The number of Grassmann coordinates in ${\cal N}=1$, $3+1$ dimensional superspace is $4$. Let's call them: $\theta_1$ $\theta_2$ $\theta_3$ $\theta_4$.

The Grassmann variables can be represented by analogy with the matrix representation of complex numbers by $2^n\times2^n$ matrices where $n$ is the number of Grassmann variables.

For example for $n=2$ one can write:

\begin{equation*} \theta_1= \begin{bmatrix} 0 & 0 & 0 & 0\\ 1 & 0 & 0 & 0\\ 0 & 0 & 0 & 0\\ 0 & 0 & 1 & 0 \end{bmatrix} \end{equation*}

\begin{equation*} \theta_2= \begin{bmatrix} 0 & 0 & 0 & 0\\ 0 & 0 & 0 & 0\\ 1 & 0 & 0 & 0\\ 0 &-1 & 0 & 0 \end{bmatrix} \end{equation*}

My question is: if Grassmann numbers can be represented on $\mathbb{R}^{2^n}$ the same way that complex numbers are represented on $\mathbb{R}^{2}$? I'm not sure if $\mathbb{R}^{2^n}$ would be the minimum dimension needed for a global embedding, in case. But locally I assume it's the minimum dimension needed.
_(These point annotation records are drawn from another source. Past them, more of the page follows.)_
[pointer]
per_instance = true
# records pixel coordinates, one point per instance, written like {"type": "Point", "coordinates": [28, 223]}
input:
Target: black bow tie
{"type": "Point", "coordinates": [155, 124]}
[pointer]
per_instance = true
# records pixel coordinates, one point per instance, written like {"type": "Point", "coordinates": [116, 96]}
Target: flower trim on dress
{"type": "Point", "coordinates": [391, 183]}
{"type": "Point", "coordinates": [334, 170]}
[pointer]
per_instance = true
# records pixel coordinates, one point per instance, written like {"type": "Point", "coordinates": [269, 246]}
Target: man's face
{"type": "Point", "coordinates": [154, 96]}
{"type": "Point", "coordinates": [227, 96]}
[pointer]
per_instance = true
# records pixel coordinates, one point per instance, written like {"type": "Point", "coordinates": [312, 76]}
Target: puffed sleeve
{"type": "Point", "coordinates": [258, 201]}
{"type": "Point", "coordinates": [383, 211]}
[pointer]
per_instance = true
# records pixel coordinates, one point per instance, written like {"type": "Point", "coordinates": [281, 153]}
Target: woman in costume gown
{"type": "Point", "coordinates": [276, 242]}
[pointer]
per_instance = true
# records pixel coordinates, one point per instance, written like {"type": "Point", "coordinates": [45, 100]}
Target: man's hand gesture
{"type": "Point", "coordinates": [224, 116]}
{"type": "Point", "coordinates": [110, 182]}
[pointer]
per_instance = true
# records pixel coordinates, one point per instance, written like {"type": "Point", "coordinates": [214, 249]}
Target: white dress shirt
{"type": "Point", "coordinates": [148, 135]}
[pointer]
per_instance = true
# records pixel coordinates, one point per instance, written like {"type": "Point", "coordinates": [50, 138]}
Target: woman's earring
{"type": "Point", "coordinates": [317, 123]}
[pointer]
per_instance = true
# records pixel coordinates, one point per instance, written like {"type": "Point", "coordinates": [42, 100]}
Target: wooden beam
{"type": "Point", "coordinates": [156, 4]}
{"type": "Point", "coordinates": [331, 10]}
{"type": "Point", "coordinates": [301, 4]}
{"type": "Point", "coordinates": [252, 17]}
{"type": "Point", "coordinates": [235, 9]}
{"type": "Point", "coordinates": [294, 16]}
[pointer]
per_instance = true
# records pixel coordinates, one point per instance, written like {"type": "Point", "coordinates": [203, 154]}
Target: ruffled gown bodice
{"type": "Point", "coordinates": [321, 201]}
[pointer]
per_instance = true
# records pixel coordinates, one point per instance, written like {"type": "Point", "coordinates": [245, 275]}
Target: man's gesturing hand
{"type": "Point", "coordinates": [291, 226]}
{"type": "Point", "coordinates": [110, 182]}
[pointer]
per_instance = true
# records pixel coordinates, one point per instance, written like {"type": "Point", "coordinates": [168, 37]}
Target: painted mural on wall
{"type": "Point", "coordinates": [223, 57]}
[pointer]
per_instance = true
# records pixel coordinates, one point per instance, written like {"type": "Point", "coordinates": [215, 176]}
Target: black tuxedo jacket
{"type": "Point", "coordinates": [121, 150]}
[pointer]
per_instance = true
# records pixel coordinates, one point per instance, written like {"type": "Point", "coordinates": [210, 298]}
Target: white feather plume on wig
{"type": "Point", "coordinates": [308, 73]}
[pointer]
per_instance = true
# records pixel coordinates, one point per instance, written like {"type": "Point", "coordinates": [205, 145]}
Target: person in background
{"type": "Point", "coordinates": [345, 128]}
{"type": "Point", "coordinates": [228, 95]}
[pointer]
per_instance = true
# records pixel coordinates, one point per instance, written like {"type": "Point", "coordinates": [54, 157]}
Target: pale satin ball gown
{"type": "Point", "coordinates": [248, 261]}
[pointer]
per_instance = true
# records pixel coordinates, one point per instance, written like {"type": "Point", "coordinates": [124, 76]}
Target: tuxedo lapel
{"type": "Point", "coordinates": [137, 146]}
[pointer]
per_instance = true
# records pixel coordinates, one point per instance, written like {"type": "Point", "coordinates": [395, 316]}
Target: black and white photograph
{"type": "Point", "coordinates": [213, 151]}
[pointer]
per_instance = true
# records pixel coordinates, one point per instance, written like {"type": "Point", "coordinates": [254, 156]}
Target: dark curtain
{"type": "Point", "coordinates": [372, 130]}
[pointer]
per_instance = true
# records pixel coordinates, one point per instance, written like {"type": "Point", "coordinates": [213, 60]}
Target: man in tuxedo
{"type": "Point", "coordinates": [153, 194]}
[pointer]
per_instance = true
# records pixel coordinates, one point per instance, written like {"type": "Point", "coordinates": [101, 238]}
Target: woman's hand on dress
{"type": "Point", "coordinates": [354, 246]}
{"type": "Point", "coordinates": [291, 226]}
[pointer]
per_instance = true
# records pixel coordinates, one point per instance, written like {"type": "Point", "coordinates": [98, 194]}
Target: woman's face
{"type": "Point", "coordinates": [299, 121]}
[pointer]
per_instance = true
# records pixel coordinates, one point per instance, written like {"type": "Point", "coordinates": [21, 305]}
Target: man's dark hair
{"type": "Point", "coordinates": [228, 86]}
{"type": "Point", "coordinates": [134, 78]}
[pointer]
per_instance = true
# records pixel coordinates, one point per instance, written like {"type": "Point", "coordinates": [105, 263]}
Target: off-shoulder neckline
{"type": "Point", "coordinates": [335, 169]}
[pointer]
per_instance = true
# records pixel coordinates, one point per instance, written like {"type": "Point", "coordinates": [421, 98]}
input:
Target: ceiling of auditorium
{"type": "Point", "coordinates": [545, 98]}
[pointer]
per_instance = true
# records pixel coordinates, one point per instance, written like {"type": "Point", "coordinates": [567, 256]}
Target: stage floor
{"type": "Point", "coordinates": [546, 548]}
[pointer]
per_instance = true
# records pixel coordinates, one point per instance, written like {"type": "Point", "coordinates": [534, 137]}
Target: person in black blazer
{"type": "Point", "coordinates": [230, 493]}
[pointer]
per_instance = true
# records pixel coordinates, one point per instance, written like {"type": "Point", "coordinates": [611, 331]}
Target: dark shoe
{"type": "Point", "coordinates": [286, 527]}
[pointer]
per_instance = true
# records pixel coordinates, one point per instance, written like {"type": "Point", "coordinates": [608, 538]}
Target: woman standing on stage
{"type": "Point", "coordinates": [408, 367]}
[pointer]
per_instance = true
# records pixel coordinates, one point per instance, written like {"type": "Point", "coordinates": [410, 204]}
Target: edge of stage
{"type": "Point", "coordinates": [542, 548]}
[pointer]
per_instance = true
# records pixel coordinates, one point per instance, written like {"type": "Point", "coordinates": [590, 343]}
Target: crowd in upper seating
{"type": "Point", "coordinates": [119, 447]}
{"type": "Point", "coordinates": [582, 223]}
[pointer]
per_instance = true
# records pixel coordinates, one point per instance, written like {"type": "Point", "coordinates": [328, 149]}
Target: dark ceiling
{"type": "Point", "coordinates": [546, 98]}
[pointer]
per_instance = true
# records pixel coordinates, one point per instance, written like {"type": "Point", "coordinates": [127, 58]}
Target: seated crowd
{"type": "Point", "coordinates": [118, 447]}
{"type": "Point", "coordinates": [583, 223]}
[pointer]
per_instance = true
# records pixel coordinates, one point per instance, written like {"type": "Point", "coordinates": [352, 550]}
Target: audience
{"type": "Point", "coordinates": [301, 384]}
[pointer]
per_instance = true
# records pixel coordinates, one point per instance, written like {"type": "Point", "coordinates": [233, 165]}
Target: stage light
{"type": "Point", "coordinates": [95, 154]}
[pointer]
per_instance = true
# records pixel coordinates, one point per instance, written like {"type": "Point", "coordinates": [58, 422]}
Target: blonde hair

I know that Grassmann numbers do not make up a field and the analogy fails. But still, I want to know if such a geometrical embedding works out.

I mean, can it be interpreted that spacetime must be $20$ dimensional in principle but $16$ dimensions of it are constrained by Grassmann's algebra(given a specific algebraic structure)?

I know that it might sound stupid, but even something close to such an interpretation or a relation between different types of dimensions(fermionic, bosonic, both compact or large) can really help.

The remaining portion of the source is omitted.